I am trying to retrain custom object detector model for Coral USB and follow coral ai tutorials from these link; https://coral.ai/docs/edgetpu/retrain-detection/#requirements
After retrained ssd_mobilenet_v2 model, converting edge tpu models with edge tpu compiler. Compiler result are these ;
Operator | Count | Status |
---|---|---|
CUSTOM | 1 | Operation is working on an unsupported data type |
ADD | 10 | Mapped to Edge TPU |
LOGISTIC | 1 | Mapped to Edge TPU |
CONCATENATION | 2 | Mapped to Edge TPU |
RESHAPE | 13 | Mapped to Edge TPU |
CONV_2D | 55 | Mapped to Edge TPU |
DEPTHWISE_CONV_2D | 17 | Mapped to Edge TPU |
And visualize from netron ;
"Custom" operator not mapped. All operations are mapped and worked on tpu but "custom" is working on cpu. I saw same operator in ssd_mobilenet_v1
How i can convert all operators to edgetpu models? What is the custom operator ? ( you can find supported operators from here https://coral.ai/docs/edgetpu/models-intro/#supported-operations)

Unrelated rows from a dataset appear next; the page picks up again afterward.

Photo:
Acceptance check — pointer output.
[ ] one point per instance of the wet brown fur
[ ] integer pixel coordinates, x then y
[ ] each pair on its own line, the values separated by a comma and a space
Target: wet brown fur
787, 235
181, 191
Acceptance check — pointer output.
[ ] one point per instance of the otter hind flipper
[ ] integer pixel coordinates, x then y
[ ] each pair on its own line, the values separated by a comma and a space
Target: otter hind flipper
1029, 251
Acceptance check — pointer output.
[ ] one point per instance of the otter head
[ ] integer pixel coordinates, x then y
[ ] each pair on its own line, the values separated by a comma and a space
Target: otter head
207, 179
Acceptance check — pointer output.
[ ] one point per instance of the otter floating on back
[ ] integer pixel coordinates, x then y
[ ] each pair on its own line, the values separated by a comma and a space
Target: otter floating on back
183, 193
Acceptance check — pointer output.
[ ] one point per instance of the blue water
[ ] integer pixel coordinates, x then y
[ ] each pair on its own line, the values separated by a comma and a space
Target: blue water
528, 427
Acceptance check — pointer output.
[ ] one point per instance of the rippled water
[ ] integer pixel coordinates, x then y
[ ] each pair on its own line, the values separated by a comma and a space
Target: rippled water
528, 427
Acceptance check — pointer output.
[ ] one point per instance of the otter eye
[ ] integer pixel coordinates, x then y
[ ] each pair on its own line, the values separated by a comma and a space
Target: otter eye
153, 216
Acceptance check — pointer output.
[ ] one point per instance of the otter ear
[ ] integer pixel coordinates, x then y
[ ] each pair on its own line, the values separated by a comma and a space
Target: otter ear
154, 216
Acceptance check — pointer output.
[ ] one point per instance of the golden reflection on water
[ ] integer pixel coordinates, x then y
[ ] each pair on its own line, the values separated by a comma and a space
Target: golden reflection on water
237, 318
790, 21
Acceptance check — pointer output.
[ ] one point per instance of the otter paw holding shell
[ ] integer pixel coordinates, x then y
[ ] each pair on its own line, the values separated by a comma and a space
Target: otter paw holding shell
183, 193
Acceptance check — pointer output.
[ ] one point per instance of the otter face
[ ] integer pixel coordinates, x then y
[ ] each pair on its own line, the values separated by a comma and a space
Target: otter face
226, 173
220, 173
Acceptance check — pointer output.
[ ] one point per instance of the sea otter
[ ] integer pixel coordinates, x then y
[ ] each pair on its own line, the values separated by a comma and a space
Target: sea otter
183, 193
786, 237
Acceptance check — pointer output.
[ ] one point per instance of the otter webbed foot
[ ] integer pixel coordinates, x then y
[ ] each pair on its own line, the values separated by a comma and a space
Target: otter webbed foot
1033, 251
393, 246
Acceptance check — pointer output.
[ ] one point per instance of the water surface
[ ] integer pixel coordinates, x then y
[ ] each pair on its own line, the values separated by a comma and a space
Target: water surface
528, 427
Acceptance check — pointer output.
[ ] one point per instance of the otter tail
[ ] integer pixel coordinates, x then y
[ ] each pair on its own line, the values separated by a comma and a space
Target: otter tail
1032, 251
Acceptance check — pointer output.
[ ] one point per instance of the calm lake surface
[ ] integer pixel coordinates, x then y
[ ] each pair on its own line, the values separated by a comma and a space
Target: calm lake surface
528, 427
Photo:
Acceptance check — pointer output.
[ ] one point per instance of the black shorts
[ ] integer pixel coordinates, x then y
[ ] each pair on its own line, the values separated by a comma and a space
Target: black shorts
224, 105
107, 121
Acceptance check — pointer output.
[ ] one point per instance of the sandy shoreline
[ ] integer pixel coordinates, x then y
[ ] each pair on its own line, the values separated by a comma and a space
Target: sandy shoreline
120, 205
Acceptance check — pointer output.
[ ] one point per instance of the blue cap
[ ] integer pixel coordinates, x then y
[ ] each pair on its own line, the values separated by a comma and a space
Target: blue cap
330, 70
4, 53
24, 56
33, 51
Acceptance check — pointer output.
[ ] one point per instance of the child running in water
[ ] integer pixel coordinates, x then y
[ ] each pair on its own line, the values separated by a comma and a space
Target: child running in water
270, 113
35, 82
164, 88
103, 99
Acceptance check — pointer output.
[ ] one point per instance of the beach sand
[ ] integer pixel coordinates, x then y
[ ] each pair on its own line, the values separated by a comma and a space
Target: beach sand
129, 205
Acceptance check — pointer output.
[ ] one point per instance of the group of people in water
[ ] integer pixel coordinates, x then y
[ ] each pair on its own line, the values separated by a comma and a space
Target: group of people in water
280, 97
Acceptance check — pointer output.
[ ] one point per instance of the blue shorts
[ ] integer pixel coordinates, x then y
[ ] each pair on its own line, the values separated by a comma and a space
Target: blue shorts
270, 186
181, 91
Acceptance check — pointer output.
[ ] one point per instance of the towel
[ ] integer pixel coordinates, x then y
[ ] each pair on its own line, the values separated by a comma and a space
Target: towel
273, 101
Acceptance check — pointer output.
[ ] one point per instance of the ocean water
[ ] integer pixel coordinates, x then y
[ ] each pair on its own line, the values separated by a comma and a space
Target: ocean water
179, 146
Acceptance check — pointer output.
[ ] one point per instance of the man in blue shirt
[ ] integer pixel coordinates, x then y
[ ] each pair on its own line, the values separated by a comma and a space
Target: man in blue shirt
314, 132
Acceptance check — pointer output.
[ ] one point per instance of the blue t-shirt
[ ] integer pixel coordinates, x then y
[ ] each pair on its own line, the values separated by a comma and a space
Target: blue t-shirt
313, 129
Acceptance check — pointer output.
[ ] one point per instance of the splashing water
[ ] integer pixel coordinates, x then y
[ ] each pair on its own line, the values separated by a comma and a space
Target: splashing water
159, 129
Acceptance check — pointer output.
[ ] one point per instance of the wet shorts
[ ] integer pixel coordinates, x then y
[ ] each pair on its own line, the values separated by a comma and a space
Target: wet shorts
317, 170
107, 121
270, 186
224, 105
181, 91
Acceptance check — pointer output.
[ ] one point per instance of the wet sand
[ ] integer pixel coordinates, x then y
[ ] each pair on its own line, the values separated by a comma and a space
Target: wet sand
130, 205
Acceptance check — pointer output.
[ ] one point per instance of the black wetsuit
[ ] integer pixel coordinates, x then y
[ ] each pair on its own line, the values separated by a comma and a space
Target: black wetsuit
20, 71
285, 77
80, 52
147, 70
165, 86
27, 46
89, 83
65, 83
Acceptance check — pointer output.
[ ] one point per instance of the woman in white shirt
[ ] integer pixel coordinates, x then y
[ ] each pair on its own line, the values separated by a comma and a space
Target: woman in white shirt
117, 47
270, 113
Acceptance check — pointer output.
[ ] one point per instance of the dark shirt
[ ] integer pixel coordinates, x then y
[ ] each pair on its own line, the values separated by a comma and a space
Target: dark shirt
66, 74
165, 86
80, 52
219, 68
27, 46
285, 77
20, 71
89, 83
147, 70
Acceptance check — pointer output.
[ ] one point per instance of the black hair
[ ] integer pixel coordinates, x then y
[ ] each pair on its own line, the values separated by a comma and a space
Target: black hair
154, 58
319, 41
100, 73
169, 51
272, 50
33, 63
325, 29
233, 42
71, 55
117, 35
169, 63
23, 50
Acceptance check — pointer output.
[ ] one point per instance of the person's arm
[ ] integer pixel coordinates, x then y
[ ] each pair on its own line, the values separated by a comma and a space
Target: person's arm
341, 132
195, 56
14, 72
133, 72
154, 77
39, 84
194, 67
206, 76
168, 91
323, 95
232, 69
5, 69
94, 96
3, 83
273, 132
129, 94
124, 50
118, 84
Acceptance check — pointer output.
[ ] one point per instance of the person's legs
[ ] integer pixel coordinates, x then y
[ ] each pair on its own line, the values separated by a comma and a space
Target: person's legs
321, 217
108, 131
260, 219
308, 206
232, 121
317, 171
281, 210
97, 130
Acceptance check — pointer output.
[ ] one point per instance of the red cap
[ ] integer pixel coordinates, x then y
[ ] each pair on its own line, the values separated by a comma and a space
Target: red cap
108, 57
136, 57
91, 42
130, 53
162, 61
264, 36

This is the correct output for a SSD model. The TFLite_Detection_PostProcess is the custom op that is not run on the EdgeTPU. If you run netron on one of our default SSD models on https://coral.ai/models/, you'll see the PostProcess runs on CPU in that case.
In the case of your model, every part of the of the model has been successfully converted. The last stage (which takes the model output and converts it to various usable outputs) is a custom implementation in TFLite that is already optimized for speed but is generic compute, not TFLite ops that the EdgeTPU accelerates.